Employment Law Expert Comments On Landmark Ruling


By Rob Dixon

The basic and fundamental aspects of a relationship between a worker and their employer have been echoed in the Court of Appeal’s ruling regarding the government’s back-to-work schemes, according to an employment law expert at Irwin Mitchell.

In a landmark decision, judges stated the unpaid work schemes organised by the Department of Work and Pensions were legally flawed, after hearing the case of two individuals including 24-year-old University of Birmingham graduate Cait Reilly.

Ms Reilly argued in court that she was forced to leave voluntary work at a museum and take an unpaid role at Poundland in Kings Heath as part of a back-to-work scheme, with a warning that failing to fulfil the position would mean she would lose Jobseeker’s Allowance.

She stated that the regulations behind the schemes did not comply with legislation used to launch such work programmes.
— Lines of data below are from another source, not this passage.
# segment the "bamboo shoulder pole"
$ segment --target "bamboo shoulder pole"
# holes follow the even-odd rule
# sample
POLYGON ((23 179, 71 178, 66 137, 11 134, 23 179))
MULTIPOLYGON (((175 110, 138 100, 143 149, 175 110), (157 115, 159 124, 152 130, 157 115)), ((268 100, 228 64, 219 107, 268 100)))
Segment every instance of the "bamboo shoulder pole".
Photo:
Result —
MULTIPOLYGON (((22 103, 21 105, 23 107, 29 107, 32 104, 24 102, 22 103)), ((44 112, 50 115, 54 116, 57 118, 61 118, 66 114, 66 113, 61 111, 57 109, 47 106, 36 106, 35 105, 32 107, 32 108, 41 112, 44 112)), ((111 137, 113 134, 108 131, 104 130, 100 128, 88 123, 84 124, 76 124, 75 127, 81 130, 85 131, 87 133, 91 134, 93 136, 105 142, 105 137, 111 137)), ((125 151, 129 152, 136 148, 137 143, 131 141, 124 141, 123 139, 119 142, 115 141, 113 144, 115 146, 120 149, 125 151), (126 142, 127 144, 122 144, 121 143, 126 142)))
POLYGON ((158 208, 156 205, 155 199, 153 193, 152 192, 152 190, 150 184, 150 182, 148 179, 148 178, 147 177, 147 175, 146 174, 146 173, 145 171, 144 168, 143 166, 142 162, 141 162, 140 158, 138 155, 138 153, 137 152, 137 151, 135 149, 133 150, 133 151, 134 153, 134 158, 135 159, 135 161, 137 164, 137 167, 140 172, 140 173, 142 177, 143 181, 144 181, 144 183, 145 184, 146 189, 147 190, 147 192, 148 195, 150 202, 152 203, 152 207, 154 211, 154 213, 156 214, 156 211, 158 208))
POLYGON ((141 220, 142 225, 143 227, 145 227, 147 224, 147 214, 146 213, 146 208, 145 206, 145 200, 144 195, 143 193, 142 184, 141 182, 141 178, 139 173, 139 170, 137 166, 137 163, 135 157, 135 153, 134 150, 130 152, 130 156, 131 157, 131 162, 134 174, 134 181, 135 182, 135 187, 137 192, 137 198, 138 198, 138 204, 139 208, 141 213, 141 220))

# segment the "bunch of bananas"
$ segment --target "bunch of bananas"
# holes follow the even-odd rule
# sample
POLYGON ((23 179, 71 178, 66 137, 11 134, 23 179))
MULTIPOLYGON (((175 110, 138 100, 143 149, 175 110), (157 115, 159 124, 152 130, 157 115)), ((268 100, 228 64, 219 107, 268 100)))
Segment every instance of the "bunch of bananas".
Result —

The Appeal Court ruling reversed part of the decision made in the original court hearing, which Ms Reilly and unemployed HGV driver Jamie Wilson originally lost.

Commenting on the case, Ami Naru, an employment specialist at national law firm Irwin Mitchell, said the ruling was a key decision in emphasising the basic principles on which work is underpinned.

She outlined: "The judgment echoes what is a fundamental employment relationship basic, which is that you should get paid for the work that you do.
“It effectively means that the scheme cannot continue in its current form and therefore individuals cannot be penalised now for not participating.
"Although the intentions of the scheme may have been to stop people sitting on benefits without really making an effort to find work, there needs to be a focused approach to getting people back to work in jobs that are suited to them rather than just sending them anywhere such as Poundland.

“This may form part of the re- thinking process that the government now has to go through."